“I will not violate my covenant
or alter what my lips have uttered…”
But you have rejected, you have spurned…
You have renounced the covenant with your servant…
Psalms 89:34, 38-39 (NIV)
We kissed immediately. It was expected – Ansley and I had just announced a mutual affection for one another, and some next step was required. The first thing I had noticed about her (the third time I had met her) was how she dressed. Southern patterns – floral, block – with a smooth feminine silhouette; boots that came up mid-calf with a small heel that boosted her an extra inch-and-a-half; muted leggings that covered the rest of her legs. This day, as we moved in on one another in the frigid interior of my handed-down golden Camry, she was covered head to toe, knitted cap on top, fluffed mittens, with a sleek pea-coat that landed somewhere around her knees. Her cheeks shown through, rosy with stilled blood underneath, accented by a fleece scarf she had just bought from Rag-a-Rama up the street.
In terms of her personality, she was opinionated and bold. When she spoke, she had something to say – about the rights of gay individuals, the need to educate our children properly. When she listened, she made eye contact that never broke, even as she started to speak. And when she spoke, it was always relevant. She was not one of those people who just stared, waiting for her turn to speak her slightly related nonsense. She touched when listening, her hand on top of mine. She hugged and said “I love you” – no, not too soon, not an “I’m in love with you” “I love you” – no, she just loved others and wanted to let them know. She encouraged.
We moved outside and shuddered underneath a twisted oak tree. Our warmth came from our close proximity; it came from dependence.
More than anything, she wanted kids and to be a mom. When I asked her about her career goals and plans, she mentioned singing and acting, perhaps teaching and nannying, but none of that mattered without a family to go home to and kids to raise, a place to call her own. She still lived at home – yes out of comfort, yes out of a slight fear of the unknown, yes out of fiscal sense – but no, it was her parents, handicapped with Parkinson’s and RA respectively, and so she worried, she worried that if she left, no one would be there, and they would wither as a result. She cared about and cared for. It was just her nature to nurture.

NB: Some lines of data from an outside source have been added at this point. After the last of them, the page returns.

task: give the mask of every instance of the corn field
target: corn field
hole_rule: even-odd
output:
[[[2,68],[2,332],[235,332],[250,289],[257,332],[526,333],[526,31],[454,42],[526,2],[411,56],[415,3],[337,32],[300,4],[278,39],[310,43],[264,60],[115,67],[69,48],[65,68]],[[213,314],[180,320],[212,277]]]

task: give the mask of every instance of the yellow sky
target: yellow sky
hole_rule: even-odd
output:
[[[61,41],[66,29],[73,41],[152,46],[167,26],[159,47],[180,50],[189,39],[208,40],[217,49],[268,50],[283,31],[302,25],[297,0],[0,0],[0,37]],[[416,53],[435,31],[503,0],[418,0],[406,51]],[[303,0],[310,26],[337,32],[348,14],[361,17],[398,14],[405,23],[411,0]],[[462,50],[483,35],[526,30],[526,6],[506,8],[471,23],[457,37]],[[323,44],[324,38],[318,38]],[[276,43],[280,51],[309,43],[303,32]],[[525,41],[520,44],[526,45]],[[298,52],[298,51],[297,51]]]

I looked above us at the gnarled branches of the tree above and wanted to climb. Slowly, I disengaged from her and reached for the first branch. She hopped up, discouraging it – yes we had drank alcohol, yes the passion had deadened my senses along with the cold, yes it was rash – but no, I wanted to climb, and fuck if I want to climb then let me climb damn it. I wondered how high I could get before the tree limbs gave way and dropped me.
My throat clenched shut with anxiety. Look at Ansley. Look at the parts, I thought, she has it all – the empathy, the sense, the honesty, the future. Fall in love with those parts. Ansley did not want me to climb the tree and begged me to stop. She said I would hurt myself – it was such a stupid idea. The concern, the hospitality. Fall in love with those parts. She shouted for me to come down, but I told her I wanted to climb. She’s shouting for you, she cares that much. Fall in love with those parts.
I felt more nauseous with each step – yes the height, yes the dizziness of whiskey mixed with movement, yes the shattering cold that crept in – but no, it was the parts. The parts that Ansley did not have that I desired. Why did I desire a man, when a woman was just as good? What was wrong with me that I would kiss Ansley, when I knew that all the parts she had would never equal the desire of the fleeting momentary attention from an unknown man?
Ansley shouted to me again. She noticed my heavy breathing. She sensed the panic and told me one final time to come down. I acquiesced. I took each step carefully as I made my way down the way I had come.
And with both feet back on the ground, I told her that I needed to go home.